Ankara yönetimi, belediyecilik gibi dar ve basit bir yönetim anlayışıyla sınırlı okunmamalı. Ankara başkent. Tıpkı hukukun, devletin, siyasetin, toplumsal düzenin üstün ve bağlayıcı anayasası gibi yönetimin başı.

Anayasa uygulanmadığında ya da egemen sınıfın ve siyasal iktidarın ihtiyacına göre çifte standart uyguladığında durum neyse, başkent yönetilemediğinde de durum o.

Kenti başkent yapan kurumlaşmalar kolon ve kirişlerini yavaş yavaş kaybederek, son olarak Merkez Bankasında olduğu gibi, başka kente taşınırken durum neyse yıllardır başkenti talanın, rantın, patronların, bunların uygulayıcı ve temsilcilerinin yönetmesinde de durum o.

Kurumların Cumhuriyetin başkentinden kapitalizmin başkentine taşınması biçimsel gösterilse de bu biçimselliğin kentlerin, toprağın, yeraltı ve yerüstü kaynakların, kıyıların, devletin ve hukukun sermayeye sunulmasından farkı yok.
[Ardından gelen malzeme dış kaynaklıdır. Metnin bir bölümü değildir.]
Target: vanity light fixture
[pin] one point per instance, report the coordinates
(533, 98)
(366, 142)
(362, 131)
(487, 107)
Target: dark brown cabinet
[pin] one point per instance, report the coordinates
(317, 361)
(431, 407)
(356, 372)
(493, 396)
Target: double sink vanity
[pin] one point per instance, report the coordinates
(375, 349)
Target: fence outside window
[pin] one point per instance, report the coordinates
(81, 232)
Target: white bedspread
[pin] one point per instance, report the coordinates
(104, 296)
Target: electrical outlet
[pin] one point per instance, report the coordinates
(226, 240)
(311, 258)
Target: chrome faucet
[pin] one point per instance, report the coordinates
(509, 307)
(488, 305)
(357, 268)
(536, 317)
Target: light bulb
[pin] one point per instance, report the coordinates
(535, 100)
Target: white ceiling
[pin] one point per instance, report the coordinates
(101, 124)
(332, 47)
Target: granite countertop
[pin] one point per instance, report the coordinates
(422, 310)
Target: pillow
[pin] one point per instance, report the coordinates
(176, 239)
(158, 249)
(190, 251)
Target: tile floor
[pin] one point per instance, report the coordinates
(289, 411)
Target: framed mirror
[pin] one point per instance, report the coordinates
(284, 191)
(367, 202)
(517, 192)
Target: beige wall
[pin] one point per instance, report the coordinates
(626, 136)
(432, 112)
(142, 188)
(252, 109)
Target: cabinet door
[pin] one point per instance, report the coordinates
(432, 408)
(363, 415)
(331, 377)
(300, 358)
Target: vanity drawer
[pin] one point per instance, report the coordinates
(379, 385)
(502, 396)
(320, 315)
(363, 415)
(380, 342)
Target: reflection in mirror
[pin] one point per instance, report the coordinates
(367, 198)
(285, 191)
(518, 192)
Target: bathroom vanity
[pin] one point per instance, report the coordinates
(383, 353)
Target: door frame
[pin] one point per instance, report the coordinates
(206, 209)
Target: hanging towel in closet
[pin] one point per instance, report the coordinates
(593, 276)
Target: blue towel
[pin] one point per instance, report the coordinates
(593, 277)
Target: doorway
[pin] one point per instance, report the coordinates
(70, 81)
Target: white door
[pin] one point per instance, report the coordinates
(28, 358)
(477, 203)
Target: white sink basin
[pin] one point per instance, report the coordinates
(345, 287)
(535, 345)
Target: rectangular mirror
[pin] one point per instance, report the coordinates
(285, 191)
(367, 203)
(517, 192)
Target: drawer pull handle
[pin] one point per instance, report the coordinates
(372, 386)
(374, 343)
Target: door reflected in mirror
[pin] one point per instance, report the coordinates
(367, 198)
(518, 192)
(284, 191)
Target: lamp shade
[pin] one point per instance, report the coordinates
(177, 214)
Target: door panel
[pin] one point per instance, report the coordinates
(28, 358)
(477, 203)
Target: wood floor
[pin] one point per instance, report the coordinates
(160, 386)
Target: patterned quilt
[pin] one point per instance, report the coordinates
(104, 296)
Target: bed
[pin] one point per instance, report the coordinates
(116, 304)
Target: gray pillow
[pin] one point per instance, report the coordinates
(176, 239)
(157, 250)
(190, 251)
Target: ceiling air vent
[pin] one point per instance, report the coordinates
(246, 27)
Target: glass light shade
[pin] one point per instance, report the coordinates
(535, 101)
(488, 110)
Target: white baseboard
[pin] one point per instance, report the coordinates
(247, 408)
Doğa, kent, insan, toplum ve yaşam bütünlüğü yalnızca depremle, selle, yangınla teslim alınmıyor ki teslim alan onlar değil aslında yağmacı, sömürücü düzen teslim ediyor. Diğer deyişle devletiyle, hukukuyla, siyasetiyle sömürücüler tarafından teslim alma söz konusu.  

Siyasi partiler, hükümetler ya da başkanlar, belediye başkanları ve meclis üyeleri farklı olsa da siyaset aynı: doğayı katledenlerin, emeği sömürenlerin, zengini zengin yapanların, gericilikten beslenenlerin siyaseti.

Bu siyasetin içindeki “biz yaptık” ve “helalleşeceğiz” sözcükleri, demokratik yollarla kılıflanan sermaye sınıfının ve uzlaşmacılığın anlatımı.

“Ankara’yı kim yönetiyor” sorusuysa uzlaşmaz çelişkinin, emekçilerin sınıfsal savaşımının, merkezi planlamanın, sınıfsal akıl ve bilimin, halkın örgütlü yönetiminin anlatımı.

İlk ikisi kapitalizmin felaketlerini ve çaresizliğini, üçüncüsü tarihsel maddecilikle çözümü anlatıyor.   

İlk ikisi sömürü düzenini, üçüncüsü sömürüye karşı savaşımı ve eşitleştirilmiş düzende insanca yaşamayı anlatıyor.